Apache Pig diagnostic operators

posted on Nov 20th, 2016

Apache Pig

Apache Pig is a high-level platform for creating programs that run on Apache Hadoop. The language for this platform is called Pig Latin. Pig can execute its Hadoop jobs in MapReduce, Apache Tez, or Apache Spark. Pig Latin abstracts the programming from the Java MapReduce idiom into a notation which makes MapReduce programming high level, similar to that of SQL for RDBMSs. Pig Latin can be extended using User Defined Functions (UDFs) which the user can write in Java, Python, JavaScript, Ruby or Groovy and then call directly from the language.

Pre Requirements

1) A machine with Ubuntu 14.04 LTS operating system

2) Apache Hadoop 2.6.4 pre installed (How to install Hadoop on Ubuntu 14.04)

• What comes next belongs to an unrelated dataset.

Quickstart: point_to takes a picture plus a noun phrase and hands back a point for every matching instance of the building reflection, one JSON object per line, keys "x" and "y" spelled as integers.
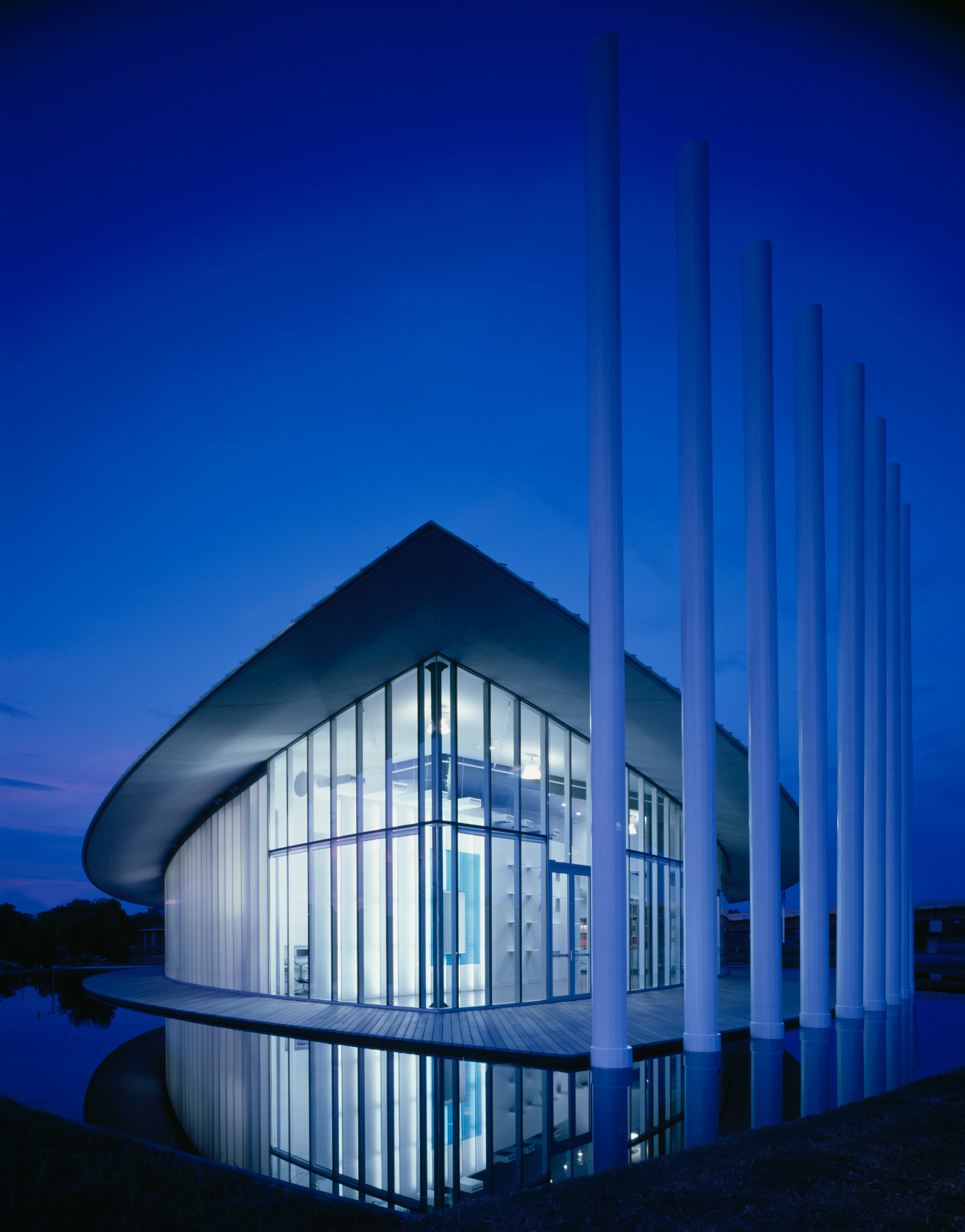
{"x": 400, "y": 1129}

3) Apache Pig pre installed (How to install Pig on Ubuntu 14.04)

Pig Diagnostic Operators

The load statement will simply load the data into the specified relation in Apache Pig. To verify the execution of the Load statement, you have to use the Diagnostic Operators. Pig Latin provides four different types of diagnostic operators:

1) Dump operator

2) Describe operator

3) Explain operator

4) Illustrate operator

Step 1 - Change the directory to /usr/local/pig/bin

$ cd /usr/local/pig/bin

Step 2 - Enter into grunt shell in MapReduce mode.

$ ./pig -x mapreduce

Step 3 - Make a pig directory in HDFS. Make sure hadoop daemons are running.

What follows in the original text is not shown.